Quisiera que este aniversario fuera un aniversario cristiano: no un tiempo para medir resultados o dificultades; no la hora de los balances, sino el tiempo en el que la fe está llamada a ser una nueva audacia por el Evangelio. La audacia no es la valentía de un día, sino la paciencia de una misión cotidiana en la ciudad y en el mundo. Es la misión de recoser pacientemente el tejido humano de las periferias, que la violencia y el empobrecimiento han roto; de comunicar el Evangelio a través de la amistad personal; de demostrar que una vida se hace realmente humana cuando es vivida junto a los más pobres; de crear una sociedad en la que nadie siga siendo extranjero. Es la misión de superar las fronteras y los muros para reunir.
Hoy, aún más, sigan audazmente por este camino. Continúen estando junto a los niños de las periferias con las Escuelas de la Paz, que visité; continúen estando junto a los ancianos: a veces son descartados, pero para ustedes son amigos. Continúen abriendo corredores humanitarios para los refugiados de la guerra y del hambre. ¡Los pobres son su tesoro!

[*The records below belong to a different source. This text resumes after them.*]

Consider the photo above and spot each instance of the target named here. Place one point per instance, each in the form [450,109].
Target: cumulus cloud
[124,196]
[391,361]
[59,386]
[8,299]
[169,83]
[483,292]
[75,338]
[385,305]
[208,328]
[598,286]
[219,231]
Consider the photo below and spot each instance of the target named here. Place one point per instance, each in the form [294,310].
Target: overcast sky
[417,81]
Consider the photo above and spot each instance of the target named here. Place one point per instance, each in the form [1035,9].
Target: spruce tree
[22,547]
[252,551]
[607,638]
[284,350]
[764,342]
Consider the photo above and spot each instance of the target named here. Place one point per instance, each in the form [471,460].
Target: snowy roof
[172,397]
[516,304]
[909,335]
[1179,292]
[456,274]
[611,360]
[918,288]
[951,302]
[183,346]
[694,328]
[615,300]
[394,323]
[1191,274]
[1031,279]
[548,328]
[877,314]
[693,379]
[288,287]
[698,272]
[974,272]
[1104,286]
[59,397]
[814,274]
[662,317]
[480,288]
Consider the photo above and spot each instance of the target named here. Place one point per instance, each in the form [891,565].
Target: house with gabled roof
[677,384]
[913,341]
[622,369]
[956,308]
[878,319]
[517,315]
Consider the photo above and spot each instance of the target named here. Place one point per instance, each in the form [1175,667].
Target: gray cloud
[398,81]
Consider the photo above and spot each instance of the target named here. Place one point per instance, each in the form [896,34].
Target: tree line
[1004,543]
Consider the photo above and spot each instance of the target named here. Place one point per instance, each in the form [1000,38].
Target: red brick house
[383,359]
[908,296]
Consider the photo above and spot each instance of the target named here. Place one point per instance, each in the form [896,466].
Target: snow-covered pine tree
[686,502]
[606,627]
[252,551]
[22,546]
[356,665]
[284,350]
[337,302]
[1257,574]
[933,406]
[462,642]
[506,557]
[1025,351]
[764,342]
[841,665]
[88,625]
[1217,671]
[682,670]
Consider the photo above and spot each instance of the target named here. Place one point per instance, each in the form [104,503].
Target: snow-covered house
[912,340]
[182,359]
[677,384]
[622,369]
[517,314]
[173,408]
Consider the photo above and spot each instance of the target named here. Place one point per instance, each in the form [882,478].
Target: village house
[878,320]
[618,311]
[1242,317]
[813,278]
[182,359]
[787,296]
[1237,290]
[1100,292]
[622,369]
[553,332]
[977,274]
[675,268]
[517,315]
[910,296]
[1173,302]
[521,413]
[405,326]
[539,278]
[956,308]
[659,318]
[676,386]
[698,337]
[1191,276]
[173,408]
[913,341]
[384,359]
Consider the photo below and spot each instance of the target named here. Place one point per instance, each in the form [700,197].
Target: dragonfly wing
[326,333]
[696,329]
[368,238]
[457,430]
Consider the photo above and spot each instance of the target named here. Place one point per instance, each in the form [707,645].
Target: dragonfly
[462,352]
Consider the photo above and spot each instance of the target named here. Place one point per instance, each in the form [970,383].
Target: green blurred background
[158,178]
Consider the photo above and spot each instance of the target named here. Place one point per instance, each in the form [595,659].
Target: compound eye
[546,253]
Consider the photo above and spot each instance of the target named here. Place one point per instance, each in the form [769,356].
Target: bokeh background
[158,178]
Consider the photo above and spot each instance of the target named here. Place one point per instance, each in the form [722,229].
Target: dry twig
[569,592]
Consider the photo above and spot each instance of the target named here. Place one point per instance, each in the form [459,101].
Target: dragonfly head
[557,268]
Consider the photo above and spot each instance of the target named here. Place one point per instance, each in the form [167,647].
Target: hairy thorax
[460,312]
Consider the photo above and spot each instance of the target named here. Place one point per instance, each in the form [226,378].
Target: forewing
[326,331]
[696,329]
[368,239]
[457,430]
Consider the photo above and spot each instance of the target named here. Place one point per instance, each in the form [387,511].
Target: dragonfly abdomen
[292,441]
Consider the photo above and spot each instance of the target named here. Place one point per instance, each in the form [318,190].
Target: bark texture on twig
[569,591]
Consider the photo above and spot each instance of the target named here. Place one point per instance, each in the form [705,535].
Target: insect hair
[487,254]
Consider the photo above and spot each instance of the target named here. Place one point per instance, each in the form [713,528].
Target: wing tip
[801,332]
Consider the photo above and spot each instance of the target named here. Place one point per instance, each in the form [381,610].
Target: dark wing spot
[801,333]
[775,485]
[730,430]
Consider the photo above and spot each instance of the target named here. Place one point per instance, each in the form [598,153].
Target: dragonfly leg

El apóstol Pablo escribe: «Que nadie se gloríe en las personas, pues todo es suyo [...] Y ustedes son de Cristo, y Cristo, de Dios. (1 Co 3, 21.23). ¡Ustedes son de Cristo! Ese es el sentido profundo de su historia hasta hoy, pero es sobre todo la clave para afrontar el futuro. Sean siempre de Cristo en la oración, en la atención a sus hermanos más pequeños, en la búsqueda de la paz, porque Él es nuestra paz. ¡Él caminará con ustedes, les protegerá y les guiará! Rezo por ustedes, y ustedes, recen por mí. Gracias.